¿Quién puede dudar del valor y la eficacia del voto como instrumento para elegir gobernantes o tomar decisiones? En una sociedad democrática con garantías constitucionales, el voto permite resolver importantes conflictos políticos. Pero en un gobierno dictatorial o autoritario, el voto sin garantías y sin un sistema de separación de poderes no es más que un instrumento para la manipulación y legitimación del régimen.
La ausencia de una verdadera separación de poderes en Venezuela hizo de las elecciones una mascarada que le ha permitido al régimen cambiar las reglas de juego a su gusto para fabricar resultados a la carta. El gobierno ha controlado y sigue controlando todo el sistema electoral sin participación de la oposición. Y cuando ese sistema, cuidadosamente diseñado para favorecerle, comienza a fallar como en el proceso de 2015, el régimen desconoce los resultados y procede a seguir cambiando las reglas de juego.
En Venezuela llevamos ya dieciocho años votando para tratar de salir de este régimen por la vía del voto. Han sido elecciones sin garantías ni transparencia; totalmente manipuladas por una autoridad electoral al servicio del gobierno. A la oposición electoral no le ha quedado más remedio que participar, con la esperanza de que en un momento de sensatez –o debilidad?– el régimen acepte un resultado desfavorable y entregue el poder.

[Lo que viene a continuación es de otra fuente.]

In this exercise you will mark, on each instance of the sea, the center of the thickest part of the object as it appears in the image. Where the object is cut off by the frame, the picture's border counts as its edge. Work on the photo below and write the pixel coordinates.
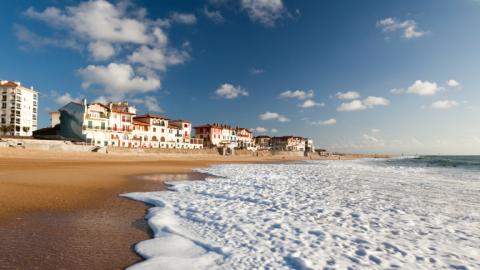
(420, 212)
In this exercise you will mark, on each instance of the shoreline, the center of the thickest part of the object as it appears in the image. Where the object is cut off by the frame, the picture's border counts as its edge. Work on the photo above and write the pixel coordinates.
(63, 210)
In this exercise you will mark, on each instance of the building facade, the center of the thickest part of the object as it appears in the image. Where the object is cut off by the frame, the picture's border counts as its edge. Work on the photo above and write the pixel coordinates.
(117, 125)
(18, 109)
(263, 142)
(288, 143)
(217, 135)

Así ha transcurrido una y otra elección desde 1999 hasta 2015. Cada jornada electoral se convierte en una nueva oportunidad para renovar las ilusiones y las promesas de un cambio en dictadura, por vía del voto. La variedad de argumentos para llamar a votar en estas condiciones va desde el chantaje implacable a la metafísica bienintencionada. De “si no votas gana la dictadura” a “si todos votamos unidos, ganamos”. Dieciocho años con las mismas promesas y con los mismos resultados, votando.
Se entiende que un pueblo de vocación civilista como el venezolano abrace el voto como primera opción para enfrentar a la dictadura. Pero luego de dieciocho años participando en elecciones organizadas por el régimen y sometida a sus capciosas reglas, la dirección política de la oposición debería comenzar a pensar que hay algo que no funciona con esa estrategia. Lamentablemente, la Mesa de la Unidad Democrática (MUD) –que ha llevado adelante las estrategias de la oposición hasta ahora– no acepta el debate ni la crítica para valorar sus errores y aciertos.
Por el contrario, sus decisiones parecen el resultado de estados de ánimo, como ese cambio de “calle, calle, calle” a “vota, vota, vota”, todo de un día para otro y sin anestesia. Participar en las elecciones regionales fue una decisión de la MUD que nunca fue consultada más allá del cogollo de partidos del G4. Menos aun fue el resultado de una consulta amplia a los ciudadanos, como la convocada el 16 de julio. Fue una de esas imposiciones de los partidos a la sociedad en términos gansteriles de “lo tomas o lo dejas porque eso es lo que hay”.
Votar en dictadura, sin claras garantías electorales, reciclando cada vez las ilusiones de un cambio a través del voto, es lo que hemos hecho en estos dieciocho años. Es lo que nos pide la MUD que hagamos una vez más, sin chistar, para que la acompañemos en su error, so pena de desatar toda su furia contra el resto de nosotros. Es lo que nos volverá a pedir que hagamos el próximo año para volver a votar en las elecciones presidenciales que se harán según los dictados de la constituyente. Y entonces ya no serán dieciocho, sino diecinueve años jugando en el mismo tablero del régimen.